I am creating a maze game in c++. I have a class that is used to create the walls with positioning and collision. I want the user to have the capability to include the header files needed for making the walls into a separate map file, and then be able to upload that file to the game without having to recompile the game itself. Should these map files be separate .exe or some other compiled file? could they be regular .cpp files that the game just reads? A friend suggested dynamic libraries, but that doesn't seem quite right.
2 Answers
Most games put their map data into separate files. The game executable reads and parses these files at runtime. Read up on how to do file input in C++. You can then invent your own file format.
If you are looking for a solution which allows easy editing with the minimum amount of programming necessary, then you could use a text-based format where every map tile is one character. That makes it possible to create and edit maps with a text editor.
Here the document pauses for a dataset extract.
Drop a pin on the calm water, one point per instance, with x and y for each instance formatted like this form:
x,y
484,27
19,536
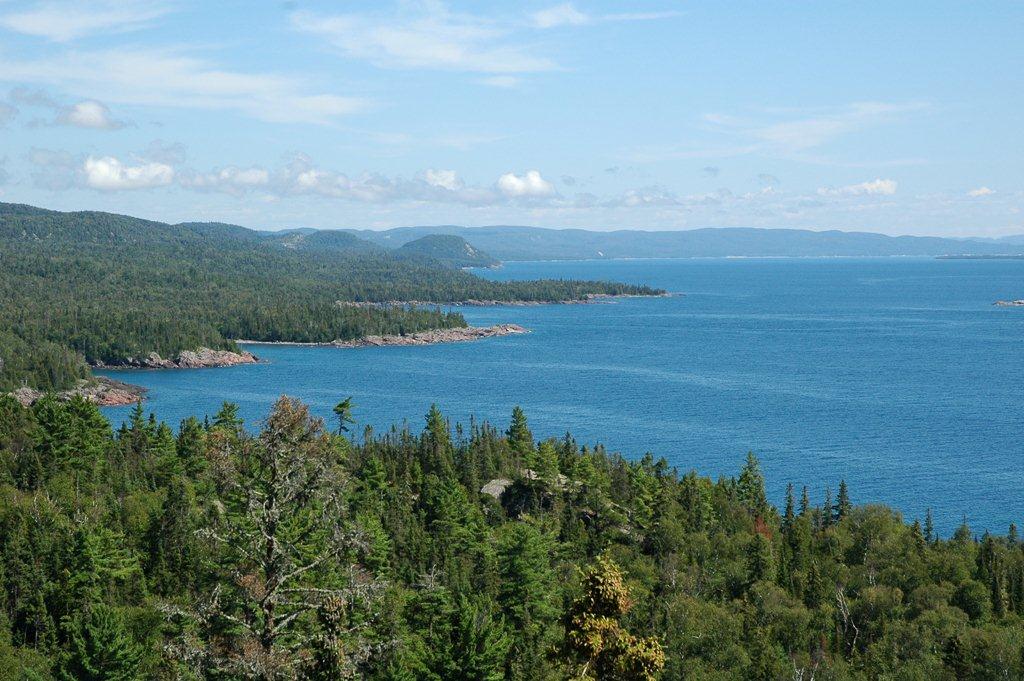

If you want to make map editing even easier or if you can't cover the whole feature set of your game with one character per tile, then you could program your own map editor, either as a separate feature of your game or as a stand-alone application. Or you could use an existing map editor like Tiled. You can load the Tiled map format (.tmx) in a C++ game with the library libtiled.
Looks like you are hardcoding the map of your game within your exe.
Don't do that.
Put the map data in text files, which will be read by your game at level start up.
There are no standard for this so you'll have the freedom to customize your map file format to your needs.